Tumorigenesis involves a series of changes including the activation of oncogenes and inactivation of suppressor genes, and it is now well recognized that deregulation of Wnt signaling leads to cancer [4]. Given the tight association between Wnt signaling and cancer proliferation, apoptosis, and cancer stemness, Wnt signaling is thought associated with cancer radioresistance [5]. In this review, we discuss the close correlation between Wnt signaling and radioresistance and the mechanism by which Wnt signaling promotes radioresistance.

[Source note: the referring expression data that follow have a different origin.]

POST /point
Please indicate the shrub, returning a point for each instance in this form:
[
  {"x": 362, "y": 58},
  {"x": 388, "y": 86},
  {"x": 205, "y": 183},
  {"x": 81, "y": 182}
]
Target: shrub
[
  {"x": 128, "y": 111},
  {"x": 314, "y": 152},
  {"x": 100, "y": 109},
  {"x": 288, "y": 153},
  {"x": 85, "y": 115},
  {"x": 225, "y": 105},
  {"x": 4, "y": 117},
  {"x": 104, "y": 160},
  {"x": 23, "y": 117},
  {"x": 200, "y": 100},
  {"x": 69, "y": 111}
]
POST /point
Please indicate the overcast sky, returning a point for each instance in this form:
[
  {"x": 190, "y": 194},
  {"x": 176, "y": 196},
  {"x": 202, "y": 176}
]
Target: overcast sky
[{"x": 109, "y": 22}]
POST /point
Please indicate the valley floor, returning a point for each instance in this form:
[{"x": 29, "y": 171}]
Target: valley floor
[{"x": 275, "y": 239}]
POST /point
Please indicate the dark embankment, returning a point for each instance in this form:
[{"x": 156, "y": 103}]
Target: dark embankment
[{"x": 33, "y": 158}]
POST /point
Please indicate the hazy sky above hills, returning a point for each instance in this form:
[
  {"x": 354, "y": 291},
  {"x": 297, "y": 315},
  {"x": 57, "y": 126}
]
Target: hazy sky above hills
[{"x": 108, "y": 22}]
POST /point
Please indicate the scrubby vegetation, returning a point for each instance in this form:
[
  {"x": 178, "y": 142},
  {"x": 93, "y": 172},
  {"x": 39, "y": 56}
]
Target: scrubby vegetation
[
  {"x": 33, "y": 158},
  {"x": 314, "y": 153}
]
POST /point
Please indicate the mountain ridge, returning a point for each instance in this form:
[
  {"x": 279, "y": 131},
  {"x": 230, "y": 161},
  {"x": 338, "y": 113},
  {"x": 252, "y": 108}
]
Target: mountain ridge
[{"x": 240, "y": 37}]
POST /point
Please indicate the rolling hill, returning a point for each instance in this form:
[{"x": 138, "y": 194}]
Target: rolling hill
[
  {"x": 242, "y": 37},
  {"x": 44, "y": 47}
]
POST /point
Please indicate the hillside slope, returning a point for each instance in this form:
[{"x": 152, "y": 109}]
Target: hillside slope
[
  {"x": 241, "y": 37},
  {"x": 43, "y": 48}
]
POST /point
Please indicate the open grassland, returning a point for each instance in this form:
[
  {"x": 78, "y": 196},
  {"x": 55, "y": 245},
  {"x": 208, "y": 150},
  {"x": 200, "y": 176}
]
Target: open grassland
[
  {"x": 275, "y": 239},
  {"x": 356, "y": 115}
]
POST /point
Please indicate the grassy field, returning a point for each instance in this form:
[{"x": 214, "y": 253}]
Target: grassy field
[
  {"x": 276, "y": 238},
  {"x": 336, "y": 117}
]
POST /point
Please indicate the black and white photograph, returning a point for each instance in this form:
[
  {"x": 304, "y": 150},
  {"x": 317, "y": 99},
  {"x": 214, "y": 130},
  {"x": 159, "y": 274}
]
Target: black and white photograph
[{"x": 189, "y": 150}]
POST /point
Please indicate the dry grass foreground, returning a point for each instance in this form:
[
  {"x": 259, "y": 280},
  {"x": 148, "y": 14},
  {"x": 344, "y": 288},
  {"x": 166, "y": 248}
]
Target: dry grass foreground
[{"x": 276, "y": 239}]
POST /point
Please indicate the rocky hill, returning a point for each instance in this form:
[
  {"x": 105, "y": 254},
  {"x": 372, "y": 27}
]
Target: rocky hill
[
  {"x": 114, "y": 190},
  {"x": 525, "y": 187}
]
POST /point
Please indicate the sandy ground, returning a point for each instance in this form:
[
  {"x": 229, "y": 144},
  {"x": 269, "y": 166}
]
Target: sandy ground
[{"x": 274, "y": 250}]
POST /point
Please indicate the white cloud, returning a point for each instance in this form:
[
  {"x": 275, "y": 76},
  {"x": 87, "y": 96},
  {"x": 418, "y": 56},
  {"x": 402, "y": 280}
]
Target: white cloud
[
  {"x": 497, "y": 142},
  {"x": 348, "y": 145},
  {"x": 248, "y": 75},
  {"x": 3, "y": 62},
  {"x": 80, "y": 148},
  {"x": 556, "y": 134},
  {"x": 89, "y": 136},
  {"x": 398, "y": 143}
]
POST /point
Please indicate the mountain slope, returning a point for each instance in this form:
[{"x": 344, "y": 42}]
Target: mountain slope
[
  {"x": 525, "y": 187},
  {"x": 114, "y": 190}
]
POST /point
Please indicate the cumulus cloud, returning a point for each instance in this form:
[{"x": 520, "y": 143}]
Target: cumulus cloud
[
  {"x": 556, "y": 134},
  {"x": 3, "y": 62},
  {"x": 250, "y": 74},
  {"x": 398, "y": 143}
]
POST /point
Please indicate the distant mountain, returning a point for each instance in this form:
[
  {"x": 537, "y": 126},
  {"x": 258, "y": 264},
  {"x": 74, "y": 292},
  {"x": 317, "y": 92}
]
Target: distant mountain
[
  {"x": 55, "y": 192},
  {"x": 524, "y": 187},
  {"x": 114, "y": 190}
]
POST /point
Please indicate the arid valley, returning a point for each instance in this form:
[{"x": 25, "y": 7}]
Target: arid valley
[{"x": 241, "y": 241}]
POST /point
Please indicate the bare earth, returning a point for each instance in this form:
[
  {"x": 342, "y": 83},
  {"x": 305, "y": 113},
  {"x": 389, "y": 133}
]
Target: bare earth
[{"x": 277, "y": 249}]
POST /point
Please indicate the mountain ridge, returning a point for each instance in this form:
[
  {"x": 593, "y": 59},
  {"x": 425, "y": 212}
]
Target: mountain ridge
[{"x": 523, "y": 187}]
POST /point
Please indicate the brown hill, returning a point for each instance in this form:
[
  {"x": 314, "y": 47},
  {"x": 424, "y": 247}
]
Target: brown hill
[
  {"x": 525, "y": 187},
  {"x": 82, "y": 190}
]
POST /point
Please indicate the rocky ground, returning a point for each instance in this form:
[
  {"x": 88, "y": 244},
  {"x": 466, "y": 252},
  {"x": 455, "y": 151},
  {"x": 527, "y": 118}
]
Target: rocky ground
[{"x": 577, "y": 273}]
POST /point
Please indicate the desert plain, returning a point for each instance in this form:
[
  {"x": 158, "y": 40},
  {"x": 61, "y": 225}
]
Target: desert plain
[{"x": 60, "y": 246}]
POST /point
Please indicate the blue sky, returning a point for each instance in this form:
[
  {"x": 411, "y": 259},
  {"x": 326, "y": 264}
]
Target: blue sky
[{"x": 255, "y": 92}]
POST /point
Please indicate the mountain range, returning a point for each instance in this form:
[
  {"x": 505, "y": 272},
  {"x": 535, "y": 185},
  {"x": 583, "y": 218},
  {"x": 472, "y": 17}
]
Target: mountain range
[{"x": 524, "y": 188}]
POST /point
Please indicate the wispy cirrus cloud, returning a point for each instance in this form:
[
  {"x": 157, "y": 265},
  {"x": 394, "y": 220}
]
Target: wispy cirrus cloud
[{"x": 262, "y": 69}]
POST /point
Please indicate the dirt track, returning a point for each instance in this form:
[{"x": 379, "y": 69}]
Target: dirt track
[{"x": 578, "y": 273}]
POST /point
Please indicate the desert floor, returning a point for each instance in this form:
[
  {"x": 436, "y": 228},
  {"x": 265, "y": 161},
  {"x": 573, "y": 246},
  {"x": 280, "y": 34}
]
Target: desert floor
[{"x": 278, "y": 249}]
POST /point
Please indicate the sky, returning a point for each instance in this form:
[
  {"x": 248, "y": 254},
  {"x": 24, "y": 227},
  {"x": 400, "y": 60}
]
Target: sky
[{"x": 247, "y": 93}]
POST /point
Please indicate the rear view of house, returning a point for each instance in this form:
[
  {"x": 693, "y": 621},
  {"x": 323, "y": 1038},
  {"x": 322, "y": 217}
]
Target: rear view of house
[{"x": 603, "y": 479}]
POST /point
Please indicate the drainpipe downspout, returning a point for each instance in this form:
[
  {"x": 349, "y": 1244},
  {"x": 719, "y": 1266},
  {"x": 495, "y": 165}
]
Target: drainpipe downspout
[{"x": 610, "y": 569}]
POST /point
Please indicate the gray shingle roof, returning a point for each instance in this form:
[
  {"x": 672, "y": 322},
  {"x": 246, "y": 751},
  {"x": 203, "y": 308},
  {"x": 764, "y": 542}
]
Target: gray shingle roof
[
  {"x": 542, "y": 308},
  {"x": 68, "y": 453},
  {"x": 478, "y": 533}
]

Mechanisms of radioresistance

Ionizing irradiation (IR) induces cancer cell death via a series of processes. First, it induces water radiolysis, thereby generating ROS. Then oxygen provides unpaired electrons for radicals within the DNA molecule, resulting in the stabilization of IR-induced DNA damage. Damaged DNA or excessive ROS activates apoptotic signaling pathways in cancer cells, leading to cell death [6] (Fig. 1). The success or failure of standard clinical radiation treatment is determined by the 4 R’s of radiobiology: repair of DNA damage, redistribution of the cell cycle, repopulation of tumors, and reoxygenation of hypoxic tumor areas [7]. Thus, according to the process of IR-induced cell death, we conclude that radioresistant cancer cells protect themselves from IR by reducing ROS-induced damage including hypoxia, activity of the anti-oxidant system, and ROS scavengers, thereby enhancing DNA repair and increasing DNA damage tolerance mainly by activating intracellular pro-survival and anti-apoptotic signaling pathways (Fig. 1).